Valentino was one of the alleged victims who saw the video. “I just froze. Then, a red rocket of anger exploded in my brain.” After years of thinking “he would be like other famous, powerful jerks who carry on their way and leave damage in their wake with no consequences”, she was finally ready to speak out. Yet she says the fact that it took a man joking about Cosby to make the public listen “shows the weight a man’s word carries over the weight of a woman’s word”.

Waves of women followed, with claims spanning Cosby’s entire career. Lili Bernard was among them. It wasn’t easy, she admits. For some people in the Africa- American community, she says, the bleak history of black men in the US being wrongfully accused of rape made them sceptical of the allegations. While for others, the “America’s Dad” image carried a special weight “because there are many black people whose fathers are absent. Either because they are working two jobs, or on the road driving a truck, or wrongfully incarcerated ... It’s hard for them to release the image [of] the father they never had.”

But Cosby’s lecturing had other repercussions. The Associated Press used it to argue that, as a “public moraliser”, he no longer had a right to privacy and his confidential evidence from 2005 should be made public. When the deposition was opened, it revealed that Cosby had admitted giving women Quaaludes with the intent of having sex with them, although he insisted it was consensual. This, in turn, resulted in prosecutors looking again at the Constant case and in 2015 Cosby was charged with three counts of assault.

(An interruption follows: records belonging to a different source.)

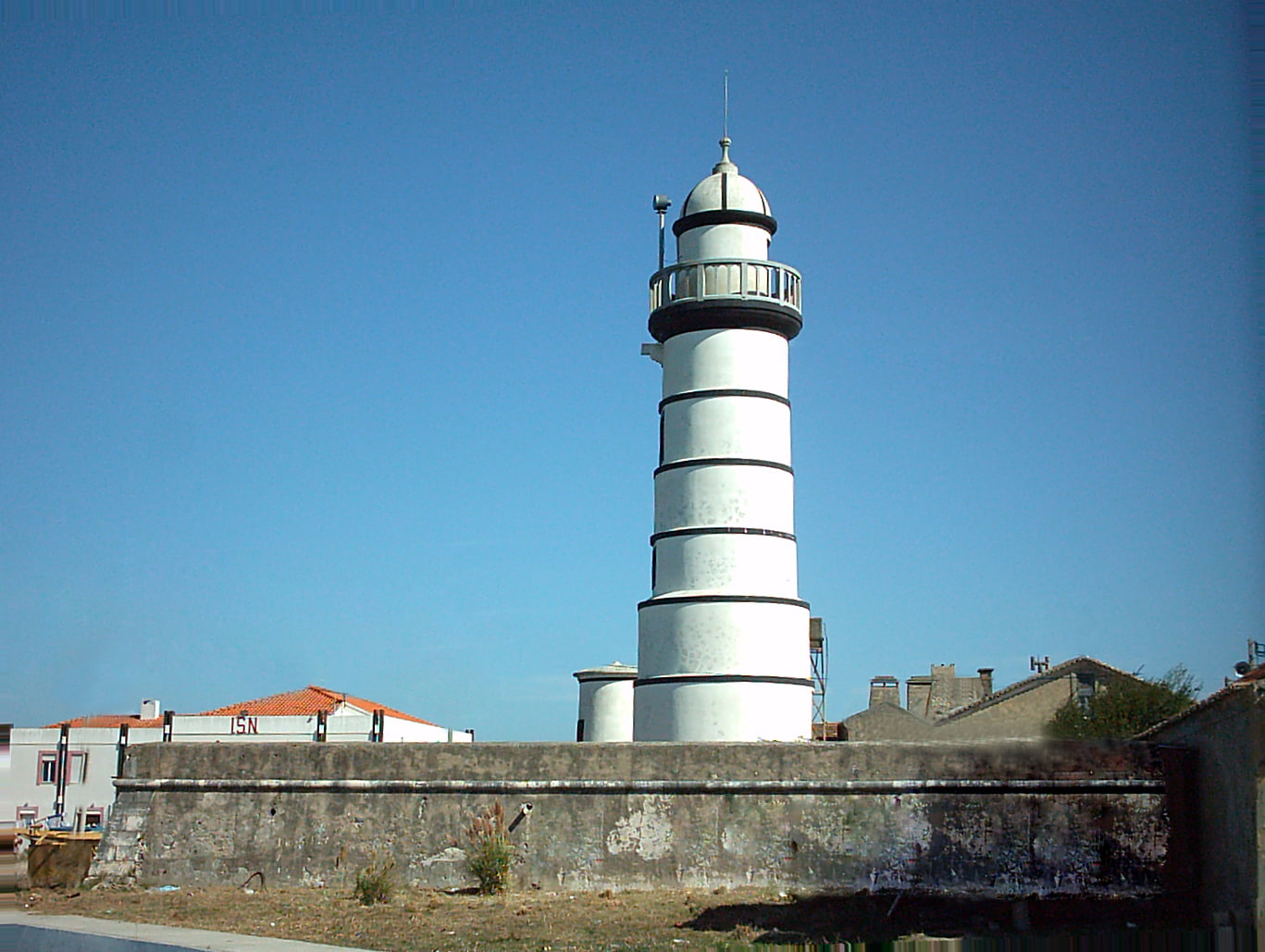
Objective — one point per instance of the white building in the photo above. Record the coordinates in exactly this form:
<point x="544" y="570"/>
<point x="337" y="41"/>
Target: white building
<point x="64" y="774"/>
<point x="723" y="641"/>
<point x="605" y="703"/>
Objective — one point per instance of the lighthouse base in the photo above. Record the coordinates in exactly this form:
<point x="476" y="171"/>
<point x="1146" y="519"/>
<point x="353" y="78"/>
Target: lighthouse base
<point x="723" y="710"/>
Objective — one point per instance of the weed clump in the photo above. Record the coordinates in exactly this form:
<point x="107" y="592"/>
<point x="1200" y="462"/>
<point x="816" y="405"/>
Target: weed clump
<point x="490" y="852"/>
<point x="375" y="884"/>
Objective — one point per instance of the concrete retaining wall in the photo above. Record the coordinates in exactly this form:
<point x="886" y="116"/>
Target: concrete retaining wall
<point x="1017" y="820"/>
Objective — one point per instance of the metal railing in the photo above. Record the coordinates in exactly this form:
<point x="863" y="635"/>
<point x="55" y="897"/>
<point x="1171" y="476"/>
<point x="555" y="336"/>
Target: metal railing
<point x="733" y="277"/>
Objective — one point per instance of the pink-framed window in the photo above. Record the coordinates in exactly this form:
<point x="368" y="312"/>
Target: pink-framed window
<point x="76" y="768"/>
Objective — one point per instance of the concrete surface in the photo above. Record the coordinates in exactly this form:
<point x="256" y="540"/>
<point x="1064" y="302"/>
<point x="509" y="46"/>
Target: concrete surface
<point x="1016" y="820"/>
<point x="26" y="932"/>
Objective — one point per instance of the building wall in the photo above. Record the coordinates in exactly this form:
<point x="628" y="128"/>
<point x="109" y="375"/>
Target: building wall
<point x="626" y="816"/>
<point x="1023" y="714"/>
<point x="1229" y="737"/>
<point x="99" y="748"/>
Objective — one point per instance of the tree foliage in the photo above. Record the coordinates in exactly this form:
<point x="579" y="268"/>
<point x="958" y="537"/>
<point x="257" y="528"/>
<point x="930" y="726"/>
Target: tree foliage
<point x="1124" y="707"/>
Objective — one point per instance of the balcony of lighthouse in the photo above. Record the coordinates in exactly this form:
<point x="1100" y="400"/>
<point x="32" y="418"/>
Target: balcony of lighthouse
<point x="725" y="283"/>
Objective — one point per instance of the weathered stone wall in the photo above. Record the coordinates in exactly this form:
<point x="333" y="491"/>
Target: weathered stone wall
<point x="1019" y="820"/>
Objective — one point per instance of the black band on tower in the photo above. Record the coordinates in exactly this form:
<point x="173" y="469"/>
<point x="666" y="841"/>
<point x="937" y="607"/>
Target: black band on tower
<point x="724" y="216"/>
<point x="725" y="314"/>
<point x="723" y="462"/>
<point x="699" y="395"/>
<point x="724" y="679"/>
<point x="721" y="530"/>
<point x="703" y="600"/>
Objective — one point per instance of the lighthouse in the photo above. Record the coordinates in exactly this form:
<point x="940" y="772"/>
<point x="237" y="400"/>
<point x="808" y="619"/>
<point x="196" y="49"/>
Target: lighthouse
<point x="723" y="641"/>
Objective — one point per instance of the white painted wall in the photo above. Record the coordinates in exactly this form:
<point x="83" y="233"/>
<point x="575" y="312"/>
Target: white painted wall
<point x="100" y="748"/>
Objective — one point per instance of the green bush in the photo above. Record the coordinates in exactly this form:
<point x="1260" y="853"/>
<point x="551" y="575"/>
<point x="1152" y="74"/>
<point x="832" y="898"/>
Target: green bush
<point x="375" y="884"/>
<point x="490" y="852"/>
<point x="1124" y="707"/>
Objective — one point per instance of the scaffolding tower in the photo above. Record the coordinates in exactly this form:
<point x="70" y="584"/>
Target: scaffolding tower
<point x="817" y="658"/>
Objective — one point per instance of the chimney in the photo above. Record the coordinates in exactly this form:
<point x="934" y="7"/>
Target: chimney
<point x="885" y="689"/>
<point x="917" y="694"/>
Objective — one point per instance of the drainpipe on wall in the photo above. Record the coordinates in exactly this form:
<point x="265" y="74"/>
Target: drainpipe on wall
<point x="64" y="764"/>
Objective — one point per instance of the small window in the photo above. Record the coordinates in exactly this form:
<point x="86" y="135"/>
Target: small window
<point x="78" y="768"/>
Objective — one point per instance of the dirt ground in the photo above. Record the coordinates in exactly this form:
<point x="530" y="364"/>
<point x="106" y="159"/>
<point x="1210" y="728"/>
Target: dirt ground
<point x="427" y="920"/>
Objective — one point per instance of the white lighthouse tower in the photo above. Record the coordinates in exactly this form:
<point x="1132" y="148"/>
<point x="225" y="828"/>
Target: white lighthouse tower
<point x="723" y="641"/>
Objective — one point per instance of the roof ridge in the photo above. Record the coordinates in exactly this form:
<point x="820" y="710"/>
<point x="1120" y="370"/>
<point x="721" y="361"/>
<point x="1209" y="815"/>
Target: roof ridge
<point x="1029" y="683"/>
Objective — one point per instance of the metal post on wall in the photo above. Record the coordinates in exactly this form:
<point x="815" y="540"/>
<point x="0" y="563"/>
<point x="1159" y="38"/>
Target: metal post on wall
<point x="123" y="750"/>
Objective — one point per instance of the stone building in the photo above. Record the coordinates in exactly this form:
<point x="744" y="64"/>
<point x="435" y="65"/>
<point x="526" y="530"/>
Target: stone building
<point x="1226" y="731"/>
<point x="941" y="706"/>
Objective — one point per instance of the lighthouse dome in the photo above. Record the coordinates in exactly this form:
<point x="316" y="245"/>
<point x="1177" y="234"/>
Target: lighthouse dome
<point x="725" y="190"/>
<point x="725" y="216"/>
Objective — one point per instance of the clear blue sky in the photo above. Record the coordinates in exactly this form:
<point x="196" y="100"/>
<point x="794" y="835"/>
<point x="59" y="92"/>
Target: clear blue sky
<point x="320" y="335"/>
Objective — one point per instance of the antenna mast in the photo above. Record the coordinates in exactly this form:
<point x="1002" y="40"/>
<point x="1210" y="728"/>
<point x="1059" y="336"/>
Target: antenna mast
<point x="725" y="124"/>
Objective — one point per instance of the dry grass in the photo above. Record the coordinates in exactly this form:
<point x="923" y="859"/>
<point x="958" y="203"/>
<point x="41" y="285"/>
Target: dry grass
<point x="427" y="920"/>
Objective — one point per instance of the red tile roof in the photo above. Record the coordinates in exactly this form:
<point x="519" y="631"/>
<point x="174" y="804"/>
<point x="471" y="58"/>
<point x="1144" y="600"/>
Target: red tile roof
<point x="304" y="702"/>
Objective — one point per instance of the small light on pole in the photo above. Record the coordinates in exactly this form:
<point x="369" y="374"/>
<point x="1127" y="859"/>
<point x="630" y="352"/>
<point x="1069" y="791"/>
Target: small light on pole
<point x="662" y="203"/>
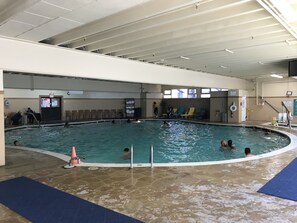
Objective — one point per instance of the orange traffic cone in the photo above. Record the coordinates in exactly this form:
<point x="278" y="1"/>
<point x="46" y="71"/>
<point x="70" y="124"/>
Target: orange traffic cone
<point x="74" y="159"/>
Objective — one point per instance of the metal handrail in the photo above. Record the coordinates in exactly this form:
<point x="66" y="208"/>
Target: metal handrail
<point x="131" y="157"/>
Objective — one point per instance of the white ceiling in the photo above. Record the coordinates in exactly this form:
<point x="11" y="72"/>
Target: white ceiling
<point x="241" y="38"/>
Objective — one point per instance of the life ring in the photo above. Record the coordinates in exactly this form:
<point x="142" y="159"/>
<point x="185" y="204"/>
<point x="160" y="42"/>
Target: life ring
<point x="233" y="108"/>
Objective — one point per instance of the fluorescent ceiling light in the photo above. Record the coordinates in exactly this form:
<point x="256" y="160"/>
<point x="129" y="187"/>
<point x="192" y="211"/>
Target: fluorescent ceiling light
<point x="229" y="51"/>
<point x="185" y="58"/>
<point x="276" y="76"/>
<point x="285" y="7"/>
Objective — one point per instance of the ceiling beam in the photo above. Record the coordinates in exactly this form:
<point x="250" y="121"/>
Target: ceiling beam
<point x="131" y="15"/>
<point x="196" y="32"/>
<point x="14" y="7"/>
<point x="162" y="19"/>
<point x="207" y="16"/>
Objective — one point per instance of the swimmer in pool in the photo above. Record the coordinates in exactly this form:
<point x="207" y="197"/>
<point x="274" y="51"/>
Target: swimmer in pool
<point x="127" y="154"/>
<point x="166" y="124"/>
<point x="230" y="144"/>
<point x="224" y="143"/>
<point x="247" y="152"/>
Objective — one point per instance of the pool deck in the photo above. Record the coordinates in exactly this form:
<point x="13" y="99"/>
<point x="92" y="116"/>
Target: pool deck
<point x="211" y="193"/>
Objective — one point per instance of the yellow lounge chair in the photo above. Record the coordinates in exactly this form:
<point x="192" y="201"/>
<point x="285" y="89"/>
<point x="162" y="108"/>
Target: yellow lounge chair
<point x="189" y="114"/>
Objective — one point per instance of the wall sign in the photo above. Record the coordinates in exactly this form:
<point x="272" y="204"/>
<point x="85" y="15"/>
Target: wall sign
<point x="295" y="108"/>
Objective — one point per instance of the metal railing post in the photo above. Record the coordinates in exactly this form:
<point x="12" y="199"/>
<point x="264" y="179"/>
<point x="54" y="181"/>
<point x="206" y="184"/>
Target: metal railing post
<point x="152" y="156"/>
<point x="131" y="157"/>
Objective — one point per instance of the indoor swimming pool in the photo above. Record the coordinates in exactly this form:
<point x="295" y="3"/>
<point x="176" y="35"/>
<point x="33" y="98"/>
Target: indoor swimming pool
<point x="182" y="142"/>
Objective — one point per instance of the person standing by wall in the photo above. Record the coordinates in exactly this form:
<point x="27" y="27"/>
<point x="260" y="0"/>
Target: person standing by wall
<point x="155" y="109"/>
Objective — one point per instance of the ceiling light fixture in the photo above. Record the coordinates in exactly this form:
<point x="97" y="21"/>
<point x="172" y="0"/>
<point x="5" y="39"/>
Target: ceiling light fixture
<point x="276" y="76"/>
<point x="185" y="58"/>
<point x="229" y="51"/>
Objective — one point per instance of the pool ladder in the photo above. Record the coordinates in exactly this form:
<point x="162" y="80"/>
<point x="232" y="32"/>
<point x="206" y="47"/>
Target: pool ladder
<point x="151" y="156"/>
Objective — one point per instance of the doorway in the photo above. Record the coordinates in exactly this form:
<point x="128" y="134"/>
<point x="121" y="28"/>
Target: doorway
<point x="50" y="109"/>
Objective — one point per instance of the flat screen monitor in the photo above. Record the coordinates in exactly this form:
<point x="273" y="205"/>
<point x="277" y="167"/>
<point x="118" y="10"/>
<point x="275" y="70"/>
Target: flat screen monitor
<point x="45" y="103"/>
<point x="292" y="68"/>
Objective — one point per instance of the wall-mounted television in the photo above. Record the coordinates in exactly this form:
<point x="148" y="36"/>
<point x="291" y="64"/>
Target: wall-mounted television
<point x="292" y="68"/>
<point x="45" y="103"/>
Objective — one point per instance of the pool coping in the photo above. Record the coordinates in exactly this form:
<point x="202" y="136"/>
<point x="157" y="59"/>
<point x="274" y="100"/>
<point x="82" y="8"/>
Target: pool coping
<point x="292" y="145"/>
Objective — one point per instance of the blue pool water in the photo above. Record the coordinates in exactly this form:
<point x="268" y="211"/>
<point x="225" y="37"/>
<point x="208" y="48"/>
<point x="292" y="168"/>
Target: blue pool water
<point x="182" y="142"/>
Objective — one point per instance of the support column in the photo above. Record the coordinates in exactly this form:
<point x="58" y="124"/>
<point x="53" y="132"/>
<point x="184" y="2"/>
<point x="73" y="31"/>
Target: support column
<point x="2" y="138"/>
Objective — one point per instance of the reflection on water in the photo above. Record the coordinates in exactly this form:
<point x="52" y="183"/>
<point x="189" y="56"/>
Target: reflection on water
<point x="181" y="142"/>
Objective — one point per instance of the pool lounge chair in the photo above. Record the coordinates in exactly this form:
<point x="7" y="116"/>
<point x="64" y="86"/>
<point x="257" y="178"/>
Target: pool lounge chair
<point x="189" y="114"/>
<point x="180" y="111"/>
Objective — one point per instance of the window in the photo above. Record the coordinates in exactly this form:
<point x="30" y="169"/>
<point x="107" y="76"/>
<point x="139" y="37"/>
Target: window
<point x="192" y="93"/>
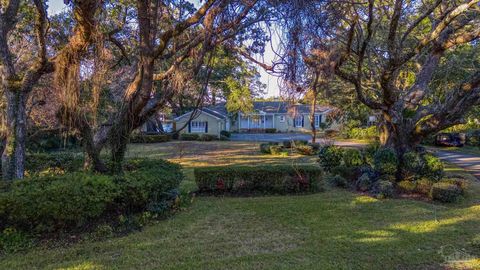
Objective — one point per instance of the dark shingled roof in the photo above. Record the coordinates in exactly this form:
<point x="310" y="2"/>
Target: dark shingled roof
<point x="219" y="110"/>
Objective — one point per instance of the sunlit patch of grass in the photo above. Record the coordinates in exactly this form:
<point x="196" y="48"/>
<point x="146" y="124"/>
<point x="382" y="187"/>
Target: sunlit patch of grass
<point x="336" y="229"/>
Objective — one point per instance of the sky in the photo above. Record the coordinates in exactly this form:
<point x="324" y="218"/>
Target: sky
<point x="56" y="6"/>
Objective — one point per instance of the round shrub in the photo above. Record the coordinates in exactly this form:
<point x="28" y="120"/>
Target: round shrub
<point x="386" y="161"/>
<point x="383" y="189"/>
<point x="364" y="182"/>
<point x="445" y="192"/>
<point x="337" y="181"/>
<point x="406" y="186"/>
<point x="225" y="133"/>
<point x="330" y="156"/>
<point x="352" y="157"/>
<point x="433" y="167"/>
<point x="412" y="165"/>
<point x="423" y="186"/>
<point x="63" y="202"/>
<point x="276" y="149"/>
<point x="305" y="150"/>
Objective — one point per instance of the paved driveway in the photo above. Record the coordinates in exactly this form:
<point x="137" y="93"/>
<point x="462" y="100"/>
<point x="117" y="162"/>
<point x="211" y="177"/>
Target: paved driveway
<point x="269" y="137"/>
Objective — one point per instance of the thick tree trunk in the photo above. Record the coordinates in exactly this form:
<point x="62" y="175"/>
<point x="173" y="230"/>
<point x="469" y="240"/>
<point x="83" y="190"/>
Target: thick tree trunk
<point x="13" y="157"/>
<point x="312" y="118"/>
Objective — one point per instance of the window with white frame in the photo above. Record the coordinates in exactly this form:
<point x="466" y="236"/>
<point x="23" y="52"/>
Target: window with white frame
<point x="299" y="121"/>
<point x="197" y="126"/>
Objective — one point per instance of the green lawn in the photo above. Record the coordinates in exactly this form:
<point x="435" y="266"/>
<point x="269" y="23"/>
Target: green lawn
<point x="335" y="229"/>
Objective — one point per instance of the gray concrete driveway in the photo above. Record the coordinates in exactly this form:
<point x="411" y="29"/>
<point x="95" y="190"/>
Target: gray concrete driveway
<point x="280" y="137"/>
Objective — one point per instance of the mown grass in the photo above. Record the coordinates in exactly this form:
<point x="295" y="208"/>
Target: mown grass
<point x="336" y="229"/>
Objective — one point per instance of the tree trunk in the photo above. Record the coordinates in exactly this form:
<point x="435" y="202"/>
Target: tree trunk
<point x="13" y="157"/>
<point x="312" y="117"/>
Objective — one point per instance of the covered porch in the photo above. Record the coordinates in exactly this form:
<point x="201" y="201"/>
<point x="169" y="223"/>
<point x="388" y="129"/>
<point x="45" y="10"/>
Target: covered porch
<point x="256" y="122"/>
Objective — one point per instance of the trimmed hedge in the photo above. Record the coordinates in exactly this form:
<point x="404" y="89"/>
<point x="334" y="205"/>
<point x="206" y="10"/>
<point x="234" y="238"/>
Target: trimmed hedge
<point x="43" y="204"/>
<point x="275" y="179"/>
<point x="146" y="138"/>
<point x="189" y="137"/>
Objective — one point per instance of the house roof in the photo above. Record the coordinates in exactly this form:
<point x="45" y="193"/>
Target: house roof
<point x="220" y="111"/>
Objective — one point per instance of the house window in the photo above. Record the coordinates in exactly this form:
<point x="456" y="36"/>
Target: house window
<point x="318" y="120"/>
<point x="299" y="121"/>
<point x="197" y="126"/>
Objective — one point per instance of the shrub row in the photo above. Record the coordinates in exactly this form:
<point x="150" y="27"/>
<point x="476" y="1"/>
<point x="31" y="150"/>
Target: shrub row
<point x="50" y="203"/>
<point x="197" y="137"/>
<point x="265" y="179"/>
<point x="149" y="138"/>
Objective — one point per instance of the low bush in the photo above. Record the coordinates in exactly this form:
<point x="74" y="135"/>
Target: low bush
<point x="337" y="181"/>
<point x="150" y="138"/>
<point x="349" y="173"/>
<point x="361" y="133"/>
<point x="330" y="156"/>
<point x="225" y="133"/>
<point x="352" y="157"/>
<point x="383" y="189"/>
<point x="299" y="142"/>
<point x="57" y="161"/>
<point x="306" y="150"/>
<point x="287" y="144"/>
<point x="385" y="161"/>
<point x="315" y="146"/>
<point x="264" y="179"/>
<point x="50" y="203"/>
<point x="407" y="187"/>
<point x="445" y="192"/>
<point x="276" y="149"/>
<point x="433" y="167"/>
<point x="189" y="137"/>
<point x="207" y="137"/>
<point x="331" y="133"/>
<point x="364" y="182"/>
<point x="368" y="153"/>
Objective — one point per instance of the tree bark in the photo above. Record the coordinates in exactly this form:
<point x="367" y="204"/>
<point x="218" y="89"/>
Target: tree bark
<point x="312" y="117"/>
<point x="13" y="157"/>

Joseph C Phillips admits he did not believe the reports about Cosby, but when Bernard, with whom he was friends, came forward, he had to change his mind. “I was angry, I felt I had been lied to. I had long ago accepted he was human ... but this is something else.” As public opinion also started to swing against Cosby, Netflix and NBC pulled his new shows. His trial has yet to begin, but Valentino says that the alleged victims have already scored victories. Many of his accusers were prevented from pressing criminal charges because of the statute of limitations in their states, but have successfully campaigned to overturn that in California, Colorado and Nevada. “I have a black girlfriend who won’t speak to me because I ruined the legacy of this great, black man,” she says, “but we have opened up the conversation about rape and sexual assault ... This is my legacy.”